O Apocalipse, lido nas liturgias deste tempo pascal, muitas vezes é considerado um livro de terror e de medo. Mas, na realidade, ele termina numa visão radiante da nova criação, da nova Jerusalém, simbolizando a indizível felicidade, a ”paz” que Deus prepara para os que são fiéis ao novo mandamento do seu Filho (2ª leitura). A nova Jerusalém é o povo de Deus envolvido pelo esplendor, ainda escondido, do amor de Cristo, que o torna radiante, como o amor do noivo torna radiante a sua amada. Quem é amado e se entrega ao amor, torna-se amor.

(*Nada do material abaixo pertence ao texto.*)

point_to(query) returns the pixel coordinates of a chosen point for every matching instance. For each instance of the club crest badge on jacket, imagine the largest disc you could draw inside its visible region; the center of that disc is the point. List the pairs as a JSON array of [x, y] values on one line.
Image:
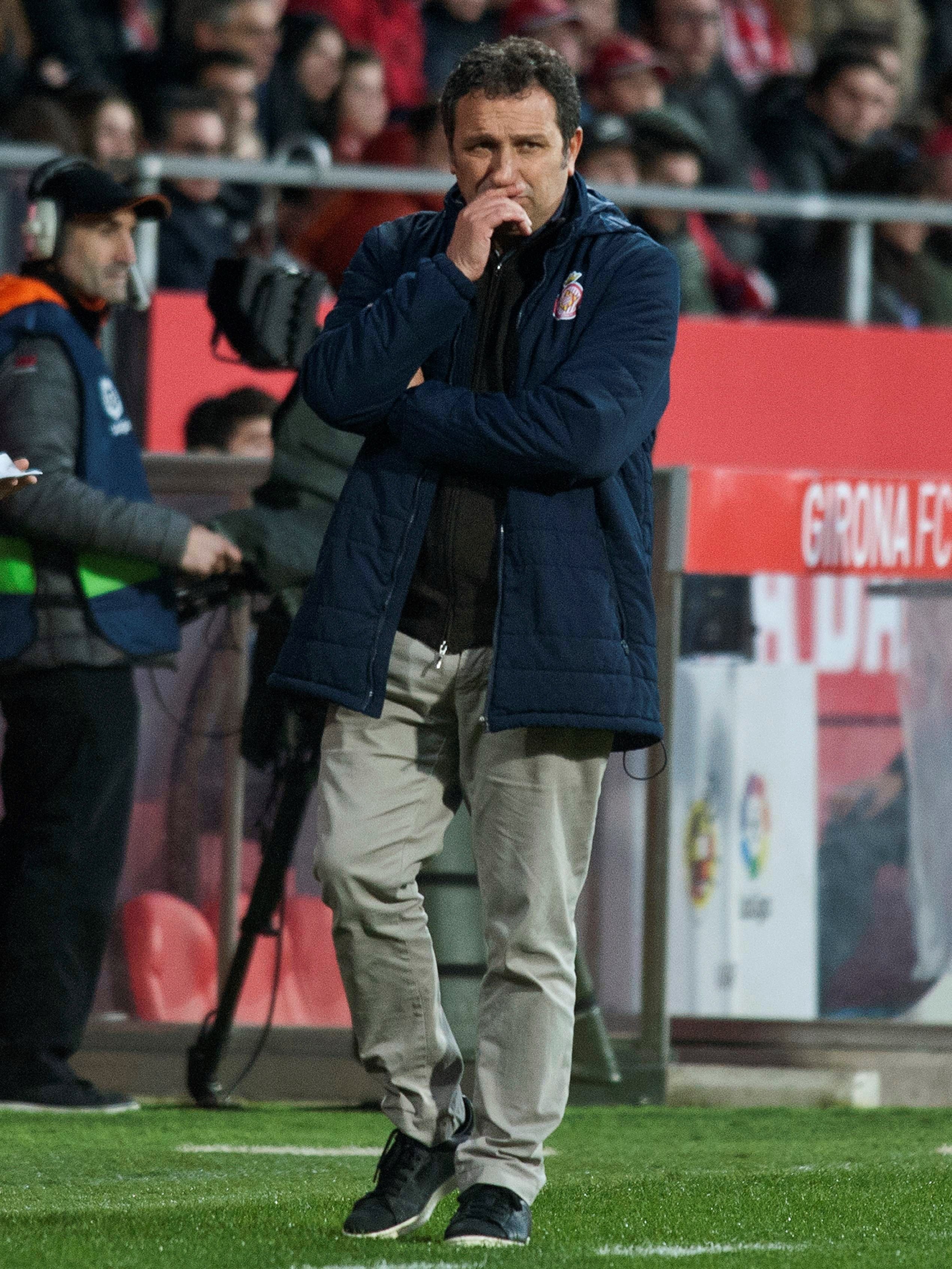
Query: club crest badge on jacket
[[569, 297]]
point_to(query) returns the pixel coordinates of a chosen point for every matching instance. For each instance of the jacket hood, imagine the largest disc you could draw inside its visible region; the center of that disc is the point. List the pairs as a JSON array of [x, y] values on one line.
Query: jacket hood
[[16, 292], [593, 215]]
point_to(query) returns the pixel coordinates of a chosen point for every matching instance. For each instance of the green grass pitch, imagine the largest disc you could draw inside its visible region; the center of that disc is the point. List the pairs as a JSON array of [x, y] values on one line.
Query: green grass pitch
[[649, 1187]]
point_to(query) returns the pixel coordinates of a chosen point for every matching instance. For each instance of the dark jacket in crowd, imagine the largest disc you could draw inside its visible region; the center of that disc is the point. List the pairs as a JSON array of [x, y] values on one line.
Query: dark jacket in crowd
[[907, 290], [449, 40], [41, 417], [574, 639], [85, 36], [718, 102], [191, 240], [804, 157]]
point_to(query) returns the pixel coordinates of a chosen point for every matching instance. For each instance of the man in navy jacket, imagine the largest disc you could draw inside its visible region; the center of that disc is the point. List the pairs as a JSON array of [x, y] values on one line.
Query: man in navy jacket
[[482, 618]]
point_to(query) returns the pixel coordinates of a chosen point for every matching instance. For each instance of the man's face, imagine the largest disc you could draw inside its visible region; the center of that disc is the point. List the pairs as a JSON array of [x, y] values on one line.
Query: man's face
[[513, 141], [612, 166], [252, 438], [320, 64], [115, 134], [235, 89], [856, 105], [690, 33], [251, 30], [200, 135], [97, 255]]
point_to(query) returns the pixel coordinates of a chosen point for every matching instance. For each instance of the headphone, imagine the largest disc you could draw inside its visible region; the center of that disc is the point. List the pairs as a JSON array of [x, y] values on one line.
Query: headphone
[[43, 225], [42, 230]]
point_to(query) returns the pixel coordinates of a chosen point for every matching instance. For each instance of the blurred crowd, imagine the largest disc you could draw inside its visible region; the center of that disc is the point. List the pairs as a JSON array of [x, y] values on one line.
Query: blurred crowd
[[796, 96]]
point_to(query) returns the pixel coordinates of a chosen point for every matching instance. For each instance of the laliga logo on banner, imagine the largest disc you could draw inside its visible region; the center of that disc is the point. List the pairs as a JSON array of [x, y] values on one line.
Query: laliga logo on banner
[[756, 827], [701, 852], [889, 524]]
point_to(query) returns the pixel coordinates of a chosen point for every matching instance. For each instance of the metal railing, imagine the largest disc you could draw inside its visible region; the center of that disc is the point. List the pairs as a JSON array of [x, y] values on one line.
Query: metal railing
[[858, 213]]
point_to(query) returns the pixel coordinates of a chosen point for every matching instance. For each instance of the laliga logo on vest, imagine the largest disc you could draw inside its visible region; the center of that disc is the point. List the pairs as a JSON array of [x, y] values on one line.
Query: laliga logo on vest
[[877, 524], [113, 406]]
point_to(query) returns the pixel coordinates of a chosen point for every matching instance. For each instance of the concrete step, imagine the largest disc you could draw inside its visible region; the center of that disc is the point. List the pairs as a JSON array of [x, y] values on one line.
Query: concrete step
[[707, 1085]]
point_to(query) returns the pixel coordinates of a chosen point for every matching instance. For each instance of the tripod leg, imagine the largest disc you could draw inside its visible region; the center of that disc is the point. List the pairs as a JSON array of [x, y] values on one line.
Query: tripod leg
[[277, 851], [593, 1056]]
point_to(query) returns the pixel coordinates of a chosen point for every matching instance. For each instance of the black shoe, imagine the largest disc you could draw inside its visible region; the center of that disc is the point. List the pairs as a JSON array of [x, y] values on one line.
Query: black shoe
[[412, 1179], [490, 1216], [64, 1096]]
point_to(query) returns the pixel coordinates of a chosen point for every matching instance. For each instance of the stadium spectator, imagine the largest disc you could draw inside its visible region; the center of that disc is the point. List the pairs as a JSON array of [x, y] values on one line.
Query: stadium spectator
[[902, 21], [108, 124], [45, 122], [812, 140], [910, 287], [245, 27], [305, 78], [598, 21], [238, 424], [607, 157], [66, 687], [756, 43], [85, 37], [16, 49], [452, 28], [688, 33], [392, 30], [553, 22], [231, 78], [937, 153], [879, 42], [671, 151], [201, 228], [669, 155], [339, 221], [628, 76], [358, 108]]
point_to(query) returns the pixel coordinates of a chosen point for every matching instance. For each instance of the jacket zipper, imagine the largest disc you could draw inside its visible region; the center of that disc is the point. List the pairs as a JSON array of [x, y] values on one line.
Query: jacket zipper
[[484, 719], [478, 349], [392, 585], [619, 609]]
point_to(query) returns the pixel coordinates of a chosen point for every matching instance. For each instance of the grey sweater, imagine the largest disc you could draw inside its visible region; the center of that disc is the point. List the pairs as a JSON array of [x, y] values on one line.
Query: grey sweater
[[41, 419]]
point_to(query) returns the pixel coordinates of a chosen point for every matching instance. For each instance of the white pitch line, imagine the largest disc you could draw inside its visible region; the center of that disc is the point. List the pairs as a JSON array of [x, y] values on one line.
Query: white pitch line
[[310, 1151], [704, 1249], [313, 1151]]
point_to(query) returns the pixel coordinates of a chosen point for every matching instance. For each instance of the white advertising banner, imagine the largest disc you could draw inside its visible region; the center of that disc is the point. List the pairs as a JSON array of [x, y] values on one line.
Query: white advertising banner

É isso que deve acontecer entre nós. Jesus nos amou até o fim. Nossa comunidade eclesial deve transformar-se em amor, irradiando um mundo infeliz e desviado por interesses egoístas e mortíferos.  Em vez de ver somente o lado ruim da Igreja – talvez porque nosso olho é ruim -, vamos tratar de vê-la como uma moça um tanto desajeitada e acanhada, mas que aos poucos vai sentindo o quanto ela está sendo amada e, por isso, se torna cada dia mais amável e radiante. Ora, para isso, é preciso que deixemos penetrar em nós o amor de Deus e o façamos passar aos nossos irmãos, não em palavras, mas com ações e verdadeiramente.

Padre Pacheco

Comunidade Canção Nova

Cf. Konings, J. “Liturgia Dominical”, p.386-387. Ed. Vozes. Petrópolis RJ: 2004.